The WMAP's base is a 5.0m-diameter solar panel array that keeps the instruments in shadow during CMB observations, (by keeping the craft constantly angled at 22 degrees, relative to the sun). Upon the array sit a bottom deck (supporting the warm components) and a top deck. The telescope's cold components: the focal-plane array and the mirrors, are separated from the warm components with a cylindrical, 33 cm-long thermal isolation shell atop the deck.^[5]

Passive thermal radiators cool the WMAP to ca. 90 degrees K; they are connected to the low-noise amplifiers. The telescope consumes 419 W of power. The available telescope heaters are emergency-survival heaters, and there is a transmitter heater, used to warm them when off. The WMAP spacecraft's temperature is monitored with platinum resistance thermometers.^[5]

The WMAP's calibration is effected with the CMB dipole and measurements of Jupiter; the beam patterns are measured against Jupiter. The telescope's data are relayed daily via a 2GHz transponder providing a 667kbit/s downlink to a 70m Deep Space Network telescope. The spacecraft has two transponders, one a redundant back-up; they are minimally active — ca. 40 minutes daily — to minimize radio frequency interference. The telescope's position is maintained, in its three axes, with three reaction wheels, gyroscopes, two star trackers and sun sensors, and is steered with eight hydrazine thrusters.^[5]

Launch, trajectory, and orbit

The WMAP's trajectory and orbit.

The WMAP satellite arrived at the Kennedy Space Center on 20 April 2001, was tested for two months, mounted atop a Delta II 7425 rocket, and fired to outer space on 30 June 2001.^[9]^[7] It began operating on its internal power five minutes before its launching, and so continued operating until the solar panel array deployed. The WMAP was activated and monitored while it cooled. On 2 July, it began working, first with in-flight testing (from launching 'til 17 August), then began constant, formal work.^[9] Afterwards, it effected three Earth-Moon phase loops, measuring its sidelobes, then flew by the Moon on 30 July, enroute to the the L2 Sun-Earth Lagrangian point, arriving there on 1 October 2001, becoming, thereby, the first CMB observation mission permanently posted there.^[7]
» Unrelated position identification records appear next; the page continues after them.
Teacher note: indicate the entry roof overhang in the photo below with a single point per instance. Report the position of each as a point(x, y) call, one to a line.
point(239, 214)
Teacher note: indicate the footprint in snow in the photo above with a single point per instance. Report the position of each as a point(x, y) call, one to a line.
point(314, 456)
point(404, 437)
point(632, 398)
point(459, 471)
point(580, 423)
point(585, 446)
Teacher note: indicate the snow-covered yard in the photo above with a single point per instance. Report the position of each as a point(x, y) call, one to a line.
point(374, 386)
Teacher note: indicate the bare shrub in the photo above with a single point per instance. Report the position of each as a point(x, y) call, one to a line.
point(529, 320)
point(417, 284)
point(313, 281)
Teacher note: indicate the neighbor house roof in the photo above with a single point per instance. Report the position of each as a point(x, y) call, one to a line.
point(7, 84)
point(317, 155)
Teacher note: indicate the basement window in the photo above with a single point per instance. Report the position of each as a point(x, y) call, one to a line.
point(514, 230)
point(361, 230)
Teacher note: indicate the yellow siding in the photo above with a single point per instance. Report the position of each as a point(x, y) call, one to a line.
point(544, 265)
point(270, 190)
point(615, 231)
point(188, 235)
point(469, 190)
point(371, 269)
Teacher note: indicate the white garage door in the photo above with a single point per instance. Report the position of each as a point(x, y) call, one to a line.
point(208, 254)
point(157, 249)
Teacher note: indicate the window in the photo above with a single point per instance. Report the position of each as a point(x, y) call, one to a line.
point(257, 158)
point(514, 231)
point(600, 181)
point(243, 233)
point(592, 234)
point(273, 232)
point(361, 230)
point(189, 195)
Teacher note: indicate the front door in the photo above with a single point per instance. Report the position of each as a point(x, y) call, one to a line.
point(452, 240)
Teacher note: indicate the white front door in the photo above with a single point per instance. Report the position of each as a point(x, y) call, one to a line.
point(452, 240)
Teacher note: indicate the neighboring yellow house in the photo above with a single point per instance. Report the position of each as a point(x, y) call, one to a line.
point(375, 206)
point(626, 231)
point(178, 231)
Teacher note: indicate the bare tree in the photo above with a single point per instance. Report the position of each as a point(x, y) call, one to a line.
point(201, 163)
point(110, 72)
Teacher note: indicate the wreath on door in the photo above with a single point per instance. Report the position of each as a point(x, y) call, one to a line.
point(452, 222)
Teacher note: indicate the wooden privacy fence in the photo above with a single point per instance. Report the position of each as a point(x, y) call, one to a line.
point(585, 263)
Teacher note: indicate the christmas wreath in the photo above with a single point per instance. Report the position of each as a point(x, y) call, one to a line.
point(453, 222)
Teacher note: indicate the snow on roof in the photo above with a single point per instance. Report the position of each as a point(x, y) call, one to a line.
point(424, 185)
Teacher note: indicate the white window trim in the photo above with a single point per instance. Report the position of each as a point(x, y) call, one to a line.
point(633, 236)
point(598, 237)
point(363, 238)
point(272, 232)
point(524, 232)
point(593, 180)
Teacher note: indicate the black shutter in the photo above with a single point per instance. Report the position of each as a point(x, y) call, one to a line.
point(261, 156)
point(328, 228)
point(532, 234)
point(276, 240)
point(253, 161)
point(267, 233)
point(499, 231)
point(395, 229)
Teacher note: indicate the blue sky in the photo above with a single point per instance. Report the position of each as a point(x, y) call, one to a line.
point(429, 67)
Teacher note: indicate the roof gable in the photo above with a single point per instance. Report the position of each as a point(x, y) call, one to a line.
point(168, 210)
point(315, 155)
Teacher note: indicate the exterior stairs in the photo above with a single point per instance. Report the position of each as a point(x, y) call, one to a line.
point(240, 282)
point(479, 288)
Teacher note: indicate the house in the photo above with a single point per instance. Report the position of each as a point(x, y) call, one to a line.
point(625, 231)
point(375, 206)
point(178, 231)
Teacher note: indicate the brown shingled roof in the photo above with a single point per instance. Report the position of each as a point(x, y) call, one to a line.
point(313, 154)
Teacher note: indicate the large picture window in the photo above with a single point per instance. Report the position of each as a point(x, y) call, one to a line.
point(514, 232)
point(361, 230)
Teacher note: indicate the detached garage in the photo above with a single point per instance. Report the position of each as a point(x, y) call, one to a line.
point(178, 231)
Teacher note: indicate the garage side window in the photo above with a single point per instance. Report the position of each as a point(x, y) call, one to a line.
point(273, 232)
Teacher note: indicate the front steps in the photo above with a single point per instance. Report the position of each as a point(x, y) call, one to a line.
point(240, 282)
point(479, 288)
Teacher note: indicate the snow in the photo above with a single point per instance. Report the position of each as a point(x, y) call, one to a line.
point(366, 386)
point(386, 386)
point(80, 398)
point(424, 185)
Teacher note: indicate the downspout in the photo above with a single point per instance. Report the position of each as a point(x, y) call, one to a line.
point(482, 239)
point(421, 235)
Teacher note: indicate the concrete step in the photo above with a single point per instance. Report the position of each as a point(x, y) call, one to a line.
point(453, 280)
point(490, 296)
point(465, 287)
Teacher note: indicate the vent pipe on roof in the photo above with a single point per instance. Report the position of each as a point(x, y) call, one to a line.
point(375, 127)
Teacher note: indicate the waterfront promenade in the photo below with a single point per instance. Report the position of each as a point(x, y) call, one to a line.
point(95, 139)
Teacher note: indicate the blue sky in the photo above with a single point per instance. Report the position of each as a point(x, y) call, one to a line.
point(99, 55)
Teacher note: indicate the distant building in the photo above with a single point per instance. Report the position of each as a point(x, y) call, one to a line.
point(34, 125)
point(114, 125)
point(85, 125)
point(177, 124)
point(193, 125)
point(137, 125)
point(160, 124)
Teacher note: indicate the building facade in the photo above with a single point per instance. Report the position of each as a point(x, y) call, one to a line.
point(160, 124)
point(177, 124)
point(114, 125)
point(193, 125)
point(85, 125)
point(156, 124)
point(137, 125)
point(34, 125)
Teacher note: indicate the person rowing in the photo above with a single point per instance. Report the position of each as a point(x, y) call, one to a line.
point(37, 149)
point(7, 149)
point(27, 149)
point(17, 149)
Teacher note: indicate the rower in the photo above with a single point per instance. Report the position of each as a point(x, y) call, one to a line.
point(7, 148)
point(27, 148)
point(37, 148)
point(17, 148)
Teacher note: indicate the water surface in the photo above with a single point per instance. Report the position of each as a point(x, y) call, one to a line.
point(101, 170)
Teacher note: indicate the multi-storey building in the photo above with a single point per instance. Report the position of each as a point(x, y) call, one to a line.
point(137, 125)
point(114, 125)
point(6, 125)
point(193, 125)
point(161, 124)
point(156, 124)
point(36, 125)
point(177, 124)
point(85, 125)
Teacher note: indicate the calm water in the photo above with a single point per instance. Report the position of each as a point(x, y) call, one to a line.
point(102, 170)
WMAP's orbit and sky scan strategy

The satellite's orbit at Lagrange 2, (1.5 million kilometers from Earth) minimizes the amount of contaminating solar, terrestrial, and lunar emissions registered, and to thermally stabilize it. To view the entire sky, without looking to the sun, the WMAP orbits around L2 in a Lissajous orbit ca. 1.0 degree to 10 degrees,^[5] with a 6-month period.^[7] The telescope rotates once every 2 minutes, 9 seconds" (0.464 rpm) and processes at the rate of 1 revolution per hour.^[5] WMAP measures the entire sky every six months, and completed its first, full-sky observation in April 2002.^[8]

Foreground radiation subtraction

The WMAP observes in five frequencies, permitting the measurement and subtraction of foreground contamination (from the Milky Way and extra-galactic sources) of the CMB. The main emission mechanisms are synchrotron radiation and free-free emission (dominating the lower frequencies), and astrophysical dust emissions (dominating the higher frequencies). The spectral properties of these emissions contribute different amounts to the five frequencies, thus permitting their identification and subtraction.^[5]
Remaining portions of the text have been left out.